Le premier producteur et distributeur de musique arabe entend, par ailleurs, toujours dans le cadre de ce partenariat, produire quatre artistes marocains. Nous avons insisté pour connaître leurs noms, sans succès. « Je ne peux pas me prononcer sur le sujet étant donné que les négociations sont toujours en cours », nous répond Karim Abi Yaghi, qui tient absolument à faire de durer le suspense.

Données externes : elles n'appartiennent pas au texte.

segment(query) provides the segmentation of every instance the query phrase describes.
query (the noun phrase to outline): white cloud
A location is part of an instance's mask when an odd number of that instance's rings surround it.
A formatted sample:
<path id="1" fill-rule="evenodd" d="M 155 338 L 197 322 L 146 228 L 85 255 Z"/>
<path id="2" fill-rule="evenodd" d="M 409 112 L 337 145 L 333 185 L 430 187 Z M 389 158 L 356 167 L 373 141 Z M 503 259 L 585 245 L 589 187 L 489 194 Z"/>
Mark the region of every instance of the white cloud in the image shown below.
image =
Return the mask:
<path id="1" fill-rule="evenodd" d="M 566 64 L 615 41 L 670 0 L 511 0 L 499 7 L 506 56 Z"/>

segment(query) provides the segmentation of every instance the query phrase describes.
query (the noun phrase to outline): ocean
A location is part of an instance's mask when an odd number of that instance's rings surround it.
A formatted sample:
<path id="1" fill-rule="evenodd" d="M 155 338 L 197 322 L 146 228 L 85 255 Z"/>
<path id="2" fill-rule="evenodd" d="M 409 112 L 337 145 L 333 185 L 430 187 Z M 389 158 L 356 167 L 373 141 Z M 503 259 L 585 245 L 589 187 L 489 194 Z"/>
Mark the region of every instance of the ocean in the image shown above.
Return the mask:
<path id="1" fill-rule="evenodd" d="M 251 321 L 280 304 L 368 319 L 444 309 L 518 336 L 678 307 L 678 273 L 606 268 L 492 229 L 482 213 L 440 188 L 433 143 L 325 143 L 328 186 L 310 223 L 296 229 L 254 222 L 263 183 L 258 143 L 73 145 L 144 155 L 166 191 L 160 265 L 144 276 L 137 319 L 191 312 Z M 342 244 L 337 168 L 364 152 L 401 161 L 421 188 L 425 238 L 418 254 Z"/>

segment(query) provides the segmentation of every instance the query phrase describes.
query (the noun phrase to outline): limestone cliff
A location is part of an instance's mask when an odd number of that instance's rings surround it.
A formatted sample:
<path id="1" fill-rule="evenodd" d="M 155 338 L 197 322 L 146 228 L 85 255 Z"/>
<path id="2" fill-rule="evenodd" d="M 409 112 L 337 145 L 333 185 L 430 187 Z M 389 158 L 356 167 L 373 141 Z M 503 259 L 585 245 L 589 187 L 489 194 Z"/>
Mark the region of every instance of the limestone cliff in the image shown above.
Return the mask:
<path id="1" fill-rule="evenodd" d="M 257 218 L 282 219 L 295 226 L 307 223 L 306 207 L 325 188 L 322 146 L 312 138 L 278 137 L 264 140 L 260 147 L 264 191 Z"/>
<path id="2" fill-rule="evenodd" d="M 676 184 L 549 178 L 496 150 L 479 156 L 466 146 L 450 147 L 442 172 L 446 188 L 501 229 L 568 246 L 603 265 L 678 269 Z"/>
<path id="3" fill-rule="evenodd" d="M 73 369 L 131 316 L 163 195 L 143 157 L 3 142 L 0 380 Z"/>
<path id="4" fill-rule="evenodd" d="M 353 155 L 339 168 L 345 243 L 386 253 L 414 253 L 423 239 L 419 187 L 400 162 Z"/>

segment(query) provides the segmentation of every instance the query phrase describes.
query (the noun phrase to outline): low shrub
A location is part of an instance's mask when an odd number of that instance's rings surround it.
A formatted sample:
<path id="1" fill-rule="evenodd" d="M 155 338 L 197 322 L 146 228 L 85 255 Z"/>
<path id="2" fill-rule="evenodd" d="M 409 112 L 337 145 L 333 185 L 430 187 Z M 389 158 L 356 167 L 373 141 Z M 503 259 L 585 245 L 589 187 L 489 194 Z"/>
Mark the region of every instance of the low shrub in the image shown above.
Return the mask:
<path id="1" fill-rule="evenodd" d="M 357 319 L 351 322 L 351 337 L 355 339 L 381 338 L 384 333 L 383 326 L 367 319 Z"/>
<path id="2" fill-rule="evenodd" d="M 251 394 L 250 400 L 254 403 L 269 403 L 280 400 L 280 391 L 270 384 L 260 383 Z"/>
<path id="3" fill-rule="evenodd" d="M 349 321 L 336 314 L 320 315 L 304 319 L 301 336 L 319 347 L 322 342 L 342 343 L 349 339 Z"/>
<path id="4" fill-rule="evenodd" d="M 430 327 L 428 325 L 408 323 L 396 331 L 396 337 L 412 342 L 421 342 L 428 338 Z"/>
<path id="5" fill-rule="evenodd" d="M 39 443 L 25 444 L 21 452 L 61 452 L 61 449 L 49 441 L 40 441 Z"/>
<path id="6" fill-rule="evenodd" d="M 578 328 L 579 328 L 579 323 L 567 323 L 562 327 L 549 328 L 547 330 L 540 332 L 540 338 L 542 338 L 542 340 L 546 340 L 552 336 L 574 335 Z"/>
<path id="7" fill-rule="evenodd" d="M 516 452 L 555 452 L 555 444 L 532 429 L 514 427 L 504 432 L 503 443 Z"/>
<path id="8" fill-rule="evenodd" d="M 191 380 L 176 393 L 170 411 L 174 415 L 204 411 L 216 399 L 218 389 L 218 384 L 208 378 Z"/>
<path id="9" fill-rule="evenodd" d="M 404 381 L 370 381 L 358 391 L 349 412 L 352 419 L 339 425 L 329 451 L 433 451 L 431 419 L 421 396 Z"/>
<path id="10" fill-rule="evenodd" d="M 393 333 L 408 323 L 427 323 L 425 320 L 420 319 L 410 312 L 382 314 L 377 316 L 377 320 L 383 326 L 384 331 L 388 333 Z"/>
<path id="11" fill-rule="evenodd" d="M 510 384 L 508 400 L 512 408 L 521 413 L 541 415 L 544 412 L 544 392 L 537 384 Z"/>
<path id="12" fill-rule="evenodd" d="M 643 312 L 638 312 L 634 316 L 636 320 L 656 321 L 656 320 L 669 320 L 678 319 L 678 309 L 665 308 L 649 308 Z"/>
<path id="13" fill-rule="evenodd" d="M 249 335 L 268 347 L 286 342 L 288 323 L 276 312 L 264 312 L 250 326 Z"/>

L’objectif premier de ce partenariat est celui d’assurer à la ville de Casablanca, par l’intermédiaire de son festival annuel, une grande visibilité à l’international en tant que destination. Tous les événements organisés en partenariat avec Rotana seront médiatisés à travers ses différentes chaînes.
Pour ce qui est du budget du festival, question que Mohamed Sajid a tenté d’esquiver à plusieurs reprises malgré notre insistance, nous avons fini par apprendre que le coût gravite autour de 20 millions de dirhams, dont la quasi-totalité provient des sponsors. Le président du Conseil de la ville précise, à toutes fins utiles, que « le budget de cette année est inférieur à ceux des éditions précédentes. » Cela paraît évident, lorsque l’on sait que, cette année, le site de Rachidi a été abandonné pour des raisons sécuritaires, souligne-t-on.